Band 5 und Band 6

Johann Nikolaus von Hontheim -
Justinus Febronius abbreviatus et emendatus (1777)
Eingeleitet und herausgegeben
von Ulrich L. Lehner

Rezension


 

"Da die Erforschung der katholischen Aufklärung immer noch ein Stiefkind der Wissenschaft ist und keine institutionelle Bindung oder Unterstützung aufweisen kann" (Einleitung, S. LX) - die verschiedenen in Wolfenbüttel beheimateten Institutionen und Organe beispielsweise scheinen sich hier nicht recht zuständig zu fühlen -, ist die Forschung immer wieder auf Einzelinitiativen zu entsprechenden Projekten angewiesen. Erfreulicherweise tritt seit einigen Jahren die beim Verlag Traugott Bautz angesiedelte Reihe "Religionsgeschichte der Frühen Neuzeit" unter der Herausgeberschaft von Ulrich Lehner, Kirchenhistoriker an der Marquette University, Milwaukee, als derartige Initiative in Erscheinung.

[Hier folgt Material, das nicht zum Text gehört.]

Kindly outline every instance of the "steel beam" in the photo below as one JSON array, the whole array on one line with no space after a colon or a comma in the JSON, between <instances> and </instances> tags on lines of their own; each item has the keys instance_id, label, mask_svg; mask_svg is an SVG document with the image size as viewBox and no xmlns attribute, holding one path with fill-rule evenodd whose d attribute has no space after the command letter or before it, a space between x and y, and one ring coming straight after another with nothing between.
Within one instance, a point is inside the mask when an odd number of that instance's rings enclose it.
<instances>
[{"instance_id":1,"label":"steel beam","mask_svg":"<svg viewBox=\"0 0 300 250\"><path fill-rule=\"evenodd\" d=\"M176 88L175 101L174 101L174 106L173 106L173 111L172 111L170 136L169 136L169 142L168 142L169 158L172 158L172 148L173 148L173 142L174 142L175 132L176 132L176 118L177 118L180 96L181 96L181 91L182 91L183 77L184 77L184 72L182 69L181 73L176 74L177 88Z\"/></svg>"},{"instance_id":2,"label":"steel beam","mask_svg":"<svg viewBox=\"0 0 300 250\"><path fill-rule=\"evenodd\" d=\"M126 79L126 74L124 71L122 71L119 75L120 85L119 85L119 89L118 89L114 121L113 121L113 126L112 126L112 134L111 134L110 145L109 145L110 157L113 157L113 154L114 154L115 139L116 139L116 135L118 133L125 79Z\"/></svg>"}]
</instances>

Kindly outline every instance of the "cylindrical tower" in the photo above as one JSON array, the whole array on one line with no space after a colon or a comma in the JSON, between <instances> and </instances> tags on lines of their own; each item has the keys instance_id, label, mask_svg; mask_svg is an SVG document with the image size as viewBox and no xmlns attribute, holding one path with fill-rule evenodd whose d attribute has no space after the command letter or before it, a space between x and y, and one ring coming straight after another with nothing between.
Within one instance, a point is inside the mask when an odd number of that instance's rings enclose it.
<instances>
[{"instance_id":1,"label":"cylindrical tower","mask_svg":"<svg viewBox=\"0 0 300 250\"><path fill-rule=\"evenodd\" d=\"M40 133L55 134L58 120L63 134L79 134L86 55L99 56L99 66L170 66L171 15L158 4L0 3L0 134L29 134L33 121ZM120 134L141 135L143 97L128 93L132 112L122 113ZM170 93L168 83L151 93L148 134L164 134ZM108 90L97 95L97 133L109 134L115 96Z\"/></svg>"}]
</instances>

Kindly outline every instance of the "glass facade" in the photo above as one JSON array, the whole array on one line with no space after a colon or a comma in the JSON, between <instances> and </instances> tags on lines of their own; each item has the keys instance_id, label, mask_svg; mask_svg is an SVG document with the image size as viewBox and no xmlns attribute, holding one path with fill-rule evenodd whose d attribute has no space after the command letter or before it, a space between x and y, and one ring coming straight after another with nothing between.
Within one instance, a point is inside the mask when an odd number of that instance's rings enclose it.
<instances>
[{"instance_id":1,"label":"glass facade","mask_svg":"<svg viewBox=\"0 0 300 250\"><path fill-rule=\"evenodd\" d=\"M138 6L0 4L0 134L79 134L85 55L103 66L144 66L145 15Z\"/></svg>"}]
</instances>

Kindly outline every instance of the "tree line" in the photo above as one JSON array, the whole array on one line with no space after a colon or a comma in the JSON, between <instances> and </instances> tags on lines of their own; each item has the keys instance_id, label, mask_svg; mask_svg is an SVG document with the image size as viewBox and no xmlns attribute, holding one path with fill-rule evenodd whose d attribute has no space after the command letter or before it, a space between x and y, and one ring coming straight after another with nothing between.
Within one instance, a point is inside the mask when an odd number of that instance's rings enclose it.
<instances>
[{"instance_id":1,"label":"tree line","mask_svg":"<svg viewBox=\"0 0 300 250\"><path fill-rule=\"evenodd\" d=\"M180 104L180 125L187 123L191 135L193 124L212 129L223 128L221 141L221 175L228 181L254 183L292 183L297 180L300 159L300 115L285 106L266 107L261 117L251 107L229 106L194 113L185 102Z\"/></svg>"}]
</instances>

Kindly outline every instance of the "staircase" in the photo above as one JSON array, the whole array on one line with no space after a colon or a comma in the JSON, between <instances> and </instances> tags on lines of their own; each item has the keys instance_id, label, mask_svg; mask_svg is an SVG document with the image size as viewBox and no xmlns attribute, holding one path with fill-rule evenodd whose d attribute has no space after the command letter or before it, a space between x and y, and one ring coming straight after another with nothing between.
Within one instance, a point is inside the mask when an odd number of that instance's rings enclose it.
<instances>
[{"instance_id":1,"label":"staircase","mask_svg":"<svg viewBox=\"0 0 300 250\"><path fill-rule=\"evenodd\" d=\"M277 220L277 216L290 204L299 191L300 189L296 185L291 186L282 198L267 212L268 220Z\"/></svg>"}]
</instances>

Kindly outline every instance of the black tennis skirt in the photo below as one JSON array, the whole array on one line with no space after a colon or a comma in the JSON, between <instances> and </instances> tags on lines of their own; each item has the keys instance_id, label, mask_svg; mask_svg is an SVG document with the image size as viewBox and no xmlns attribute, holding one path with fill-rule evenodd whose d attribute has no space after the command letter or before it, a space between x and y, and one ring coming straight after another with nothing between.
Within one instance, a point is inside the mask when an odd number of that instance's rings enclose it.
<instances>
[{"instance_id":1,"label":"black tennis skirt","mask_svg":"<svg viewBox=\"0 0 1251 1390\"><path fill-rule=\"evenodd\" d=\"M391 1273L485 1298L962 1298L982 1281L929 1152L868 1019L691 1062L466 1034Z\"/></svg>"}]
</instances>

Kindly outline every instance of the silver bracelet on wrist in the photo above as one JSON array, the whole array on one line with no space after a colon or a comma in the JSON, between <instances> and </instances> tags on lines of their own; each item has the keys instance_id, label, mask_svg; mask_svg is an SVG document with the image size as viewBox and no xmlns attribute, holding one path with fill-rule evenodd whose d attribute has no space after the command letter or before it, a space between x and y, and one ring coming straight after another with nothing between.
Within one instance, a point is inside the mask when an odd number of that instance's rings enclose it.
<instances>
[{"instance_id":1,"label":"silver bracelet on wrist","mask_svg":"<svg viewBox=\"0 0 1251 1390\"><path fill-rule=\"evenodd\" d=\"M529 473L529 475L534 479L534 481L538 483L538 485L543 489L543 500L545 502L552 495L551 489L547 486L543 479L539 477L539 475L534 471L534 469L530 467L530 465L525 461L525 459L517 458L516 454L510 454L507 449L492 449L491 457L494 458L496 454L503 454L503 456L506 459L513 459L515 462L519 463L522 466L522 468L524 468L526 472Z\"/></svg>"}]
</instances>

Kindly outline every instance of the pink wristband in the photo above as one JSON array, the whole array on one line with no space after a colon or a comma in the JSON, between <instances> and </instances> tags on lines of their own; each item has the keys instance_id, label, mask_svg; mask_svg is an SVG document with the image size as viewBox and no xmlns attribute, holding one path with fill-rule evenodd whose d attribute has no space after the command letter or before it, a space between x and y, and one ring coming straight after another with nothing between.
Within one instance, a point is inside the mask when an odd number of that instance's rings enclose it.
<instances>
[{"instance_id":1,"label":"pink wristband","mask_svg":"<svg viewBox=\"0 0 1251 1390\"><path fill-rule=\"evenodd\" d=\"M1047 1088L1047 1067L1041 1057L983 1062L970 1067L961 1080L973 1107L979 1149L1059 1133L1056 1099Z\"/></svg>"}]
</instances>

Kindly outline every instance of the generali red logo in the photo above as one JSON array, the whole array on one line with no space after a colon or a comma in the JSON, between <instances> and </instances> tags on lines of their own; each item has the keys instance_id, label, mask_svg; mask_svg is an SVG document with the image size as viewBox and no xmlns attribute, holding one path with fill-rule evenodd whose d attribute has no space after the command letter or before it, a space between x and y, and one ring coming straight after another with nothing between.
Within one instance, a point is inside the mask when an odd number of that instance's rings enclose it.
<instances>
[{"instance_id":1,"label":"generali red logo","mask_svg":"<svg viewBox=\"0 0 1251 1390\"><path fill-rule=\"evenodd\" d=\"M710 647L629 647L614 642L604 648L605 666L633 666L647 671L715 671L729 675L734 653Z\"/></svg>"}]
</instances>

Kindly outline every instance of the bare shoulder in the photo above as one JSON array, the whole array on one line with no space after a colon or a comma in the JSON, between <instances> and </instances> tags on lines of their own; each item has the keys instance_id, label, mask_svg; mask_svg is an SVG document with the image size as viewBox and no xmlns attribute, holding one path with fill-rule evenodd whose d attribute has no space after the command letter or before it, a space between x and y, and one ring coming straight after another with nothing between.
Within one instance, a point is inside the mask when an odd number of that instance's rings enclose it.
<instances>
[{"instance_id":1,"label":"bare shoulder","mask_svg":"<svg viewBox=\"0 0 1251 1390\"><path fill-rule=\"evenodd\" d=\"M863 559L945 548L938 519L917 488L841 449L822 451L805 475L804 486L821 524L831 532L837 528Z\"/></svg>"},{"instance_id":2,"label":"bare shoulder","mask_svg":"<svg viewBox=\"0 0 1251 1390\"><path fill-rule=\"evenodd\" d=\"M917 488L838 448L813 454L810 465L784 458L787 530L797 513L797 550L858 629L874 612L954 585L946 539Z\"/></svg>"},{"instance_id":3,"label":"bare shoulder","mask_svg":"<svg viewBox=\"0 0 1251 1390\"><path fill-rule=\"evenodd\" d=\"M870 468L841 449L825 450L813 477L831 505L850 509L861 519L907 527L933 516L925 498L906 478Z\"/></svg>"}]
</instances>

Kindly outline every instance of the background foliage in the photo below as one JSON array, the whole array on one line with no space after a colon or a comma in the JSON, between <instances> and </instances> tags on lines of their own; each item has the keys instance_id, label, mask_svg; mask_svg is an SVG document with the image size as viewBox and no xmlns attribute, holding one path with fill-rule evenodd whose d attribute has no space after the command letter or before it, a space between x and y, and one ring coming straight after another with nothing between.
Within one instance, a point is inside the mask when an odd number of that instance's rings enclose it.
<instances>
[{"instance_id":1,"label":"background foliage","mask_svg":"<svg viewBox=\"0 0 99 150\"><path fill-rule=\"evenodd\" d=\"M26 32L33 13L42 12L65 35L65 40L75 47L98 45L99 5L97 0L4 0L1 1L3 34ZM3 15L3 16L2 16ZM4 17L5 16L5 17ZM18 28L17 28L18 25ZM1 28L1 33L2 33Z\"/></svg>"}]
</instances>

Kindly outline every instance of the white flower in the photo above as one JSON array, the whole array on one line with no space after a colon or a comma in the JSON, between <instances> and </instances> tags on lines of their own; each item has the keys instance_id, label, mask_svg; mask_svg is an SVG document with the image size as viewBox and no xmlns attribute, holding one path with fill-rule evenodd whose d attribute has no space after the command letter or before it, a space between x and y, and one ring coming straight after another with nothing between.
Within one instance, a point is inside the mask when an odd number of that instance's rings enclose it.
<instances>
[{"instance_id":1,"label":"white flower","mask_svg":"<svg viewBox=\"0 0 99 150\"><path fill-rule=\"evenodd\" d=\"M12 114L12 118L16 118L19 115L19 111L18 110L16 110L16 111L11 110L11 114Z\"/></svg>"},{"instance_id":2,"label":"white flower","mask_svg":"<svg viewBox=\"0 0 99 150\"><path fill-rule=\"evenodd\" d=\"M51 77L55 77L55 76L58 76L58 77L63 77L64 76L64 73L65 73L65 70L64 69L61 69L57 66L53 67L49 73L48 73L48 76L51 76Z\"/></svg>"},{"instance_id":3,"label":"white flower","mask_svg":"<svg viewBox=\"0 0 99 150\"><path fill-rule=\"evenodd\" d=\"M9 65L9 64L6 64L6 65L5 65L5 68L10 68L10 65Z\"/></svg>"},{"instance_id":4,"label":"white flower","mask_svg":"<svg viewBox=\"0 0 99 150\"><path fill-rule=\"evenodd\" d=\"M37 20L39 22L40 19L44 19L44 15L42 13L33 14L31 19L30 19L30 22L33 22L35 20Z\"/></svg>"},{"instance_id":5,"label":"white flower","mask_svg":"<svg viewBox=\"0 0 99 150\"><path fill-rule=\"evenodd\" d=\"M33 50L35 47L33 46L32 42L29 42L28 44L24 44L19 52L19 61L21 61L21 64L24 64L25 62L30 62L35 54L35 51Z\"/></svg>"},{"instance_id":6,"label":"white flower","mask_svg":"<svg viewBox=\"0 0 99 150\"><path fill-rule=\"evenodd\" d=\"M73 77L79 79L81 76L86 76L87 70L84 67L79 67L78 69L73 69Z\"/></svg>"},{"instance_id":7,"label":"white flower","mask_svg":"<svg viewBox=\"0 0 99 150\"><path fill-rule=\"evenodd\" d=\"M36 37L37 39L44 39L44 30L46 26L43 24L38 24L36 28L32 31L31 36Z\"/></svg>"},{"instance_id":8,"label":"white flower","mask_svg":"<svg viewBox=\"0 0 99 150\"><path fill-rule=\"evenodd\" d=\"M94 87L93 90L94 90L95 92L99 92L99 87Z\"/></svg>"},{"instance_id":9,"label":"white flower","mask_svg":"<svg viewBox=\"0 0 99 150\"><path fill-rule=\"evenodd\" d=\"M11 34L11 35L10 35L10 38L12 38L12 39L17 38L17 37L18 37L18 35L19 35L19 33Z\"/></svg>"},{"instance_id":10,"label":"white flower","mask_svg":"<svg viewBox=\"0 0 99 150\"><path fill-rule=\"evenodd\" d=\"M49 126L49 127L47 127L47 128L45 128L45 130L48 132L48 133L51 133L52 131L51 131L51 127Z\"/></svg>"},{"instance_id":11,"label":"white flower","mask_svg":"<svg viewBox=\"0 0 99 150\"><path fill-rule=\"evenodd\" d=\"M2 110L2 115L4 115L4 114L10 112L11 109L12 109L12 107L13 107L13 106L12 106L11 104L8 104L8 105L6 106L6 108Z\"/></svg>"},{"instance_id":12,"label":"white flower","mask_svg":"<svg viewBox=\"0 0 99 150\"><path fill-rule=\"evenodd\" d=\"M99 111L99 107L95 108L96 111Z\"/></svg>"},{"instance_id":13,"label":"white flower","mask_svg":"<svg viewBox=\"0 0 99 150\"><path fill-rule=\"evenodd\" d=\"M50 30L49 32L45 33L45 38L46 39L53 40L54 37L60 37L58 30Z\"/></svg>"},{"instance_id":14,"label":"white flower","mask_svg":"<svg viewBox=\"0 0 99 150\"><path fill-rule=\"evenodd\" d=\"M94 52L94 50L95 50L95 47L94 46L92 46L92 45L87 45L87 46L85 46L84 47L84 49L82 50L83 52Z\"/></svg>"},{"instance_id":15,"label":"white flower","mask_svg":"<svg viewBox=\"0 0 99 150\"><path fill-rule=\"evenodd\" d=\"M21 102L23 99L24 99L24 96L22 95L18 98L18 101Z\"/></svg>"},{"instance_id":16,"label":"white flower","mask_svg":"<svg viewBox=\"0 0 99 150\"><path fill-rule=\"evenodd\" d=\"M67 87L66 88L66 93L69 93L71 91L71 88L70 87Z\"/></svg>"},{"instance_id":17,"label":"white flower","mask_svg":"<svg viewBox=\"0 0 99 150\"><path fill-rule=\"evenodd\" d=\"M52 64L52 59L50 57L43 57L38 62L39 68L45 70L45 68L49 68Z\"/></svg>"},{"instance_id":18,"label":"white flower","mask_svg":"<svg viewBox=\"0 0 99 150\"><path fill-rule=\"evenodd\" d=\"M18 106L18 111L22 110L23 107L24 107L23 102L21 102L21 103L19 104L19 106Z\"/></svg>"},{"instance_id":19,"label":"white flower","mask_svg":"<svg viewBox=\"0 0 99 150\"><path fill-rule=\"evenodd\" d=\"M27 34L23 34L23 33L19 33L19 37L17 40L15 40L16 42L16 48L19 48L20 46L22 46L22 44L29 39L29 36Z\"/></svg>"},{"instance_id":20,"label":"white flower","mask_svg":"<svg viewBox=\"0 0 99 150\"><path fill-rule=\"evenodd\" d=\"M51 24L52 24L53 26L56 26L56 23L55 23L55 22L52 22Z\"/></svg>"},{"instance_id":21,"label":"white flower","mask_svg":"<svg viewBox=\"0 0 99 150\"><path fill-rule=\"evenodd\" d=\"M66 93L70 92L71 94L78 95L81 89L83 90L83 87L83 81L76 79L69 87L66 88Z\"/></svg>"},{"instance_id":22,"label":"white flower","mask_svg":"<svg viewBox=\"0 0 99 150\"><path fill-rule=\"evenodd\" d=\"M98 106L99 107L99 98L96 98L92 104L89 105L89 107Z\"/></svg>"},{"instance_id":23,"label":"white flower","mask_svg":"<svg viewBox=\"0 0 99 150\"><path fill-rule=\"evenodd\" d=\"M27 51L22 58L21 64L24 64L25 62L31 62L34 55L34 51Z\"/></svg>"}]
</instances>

Jüngste Produkte der Reihe sind die beiden hier anzuzeigenden Reprints. Nach einer in beiden Bänden identischen Einleitung werden zwei der Schriften des Trierer Weihbischofs Johann Nikolaus von Hontheim (1701-1790) wiedergegeben. Dass nicht sein Hauptwerk, der unter dem Pseudonym "Febronius" veröffentlichte Traktat "De Statu Ecclesiae" (1763) mit seinen vielen hundert Seiten zum Abdruck kam, ist, wie unumwunden zugegeben wird (S. LX), mit dem verlegerischen Risiko begründet.

In der Literatur wird Hontheim vor allem wegen seiner episkopalistischen Position wahrgenommen, in der dem Papst nur ein Ehrenvorrang unter den Bischöfen eingeräumt ist. Lehner würdigt darüber hinaus auch kritisch die Position des Weihbischofs zur Wiedervereinigung von katholischer und evangelischer Kirche sowie die Skepsis, mit der diese auf beiden Seiten aufgenommen wurde. Die 6o-seitige Einführung unter der Überschrift "Johann Nikolaus von Hontheim und sein Febronius" gibt zunächst als historischen Hintergrund einen Überblick über die Entwicklung vom Konziliarismus seit der Synode von Konstanz bis hin zur gallikanischen Variante des Episkopalismus. Es folgt eine Beschreibung der unmittelbaren zeitgenössischen Rezeption von Hontheims "De statu ecclesiae", eine Biographie des Verfassers und die Entstehungsgeschichte mit ihren verschiedenen Einflüssen auf den "Febronius", danach ein Inhaltsüberblick über "De statu ecclesiae" und über den systematischeren "Febronius abbreviatus", sodann eine Darstellung der weiteren Entwicklungen. 1778 schrieb Hontheim auf Drängen seines Bischofs einen Widerruf, den er 1781 mit dem "Commentarius in suam retractationem" erläuterte, ohne dabei aber seine konziliaristische Position zu revidieren.

Auch wenn der Febronianismus viele Anhänger in Europa fand, entwickelte er sich nicht zu einer geschlossenen und wirkungsvollen Bewegung. Hontheims Position nahm jedoch deutlichen Einfluss auf den Josephinismus. Außerdem initiierte sie eine heftige publizistische Auseinandersetzung, in der sich zahlreiche Kanonisten zu Standortbestimmungen veranlasst sahen. Erinnert sei in diesem Zusammenhang an den Pollinger Chorherren Eusebius Amort, der in seinem an Kontroversen reichen Leben auch in den Streit um den Febronius verwickelt wurde, ja sogar den publizistischen Startschuss dazu gab: Um dem Vorwurf zu begegnen, er vertrete episkopalistische Tendenzen, verfasste er 1764 die erste Gegenschrift gegen "De statu ecclesiae" ("Epistola Justiniani Frobenii ... ad ... Justinum Febronium").

Vermeidbare Flüchtigkeitsfehler lassen erkennen, dass eine Lektorierung der beiden Bände durch den Verlag unterblieben ist. Die inhaltliche Qualität leidet darunter jedoch nicht. Die Reproduktion der Quellentexte steht den Vorlagen in ihrer typographischen Beschaffenheit erkennbar nahe, so dass der Nachdruck die Originale für die allermeisten Zwecke vollwertig ersetzt.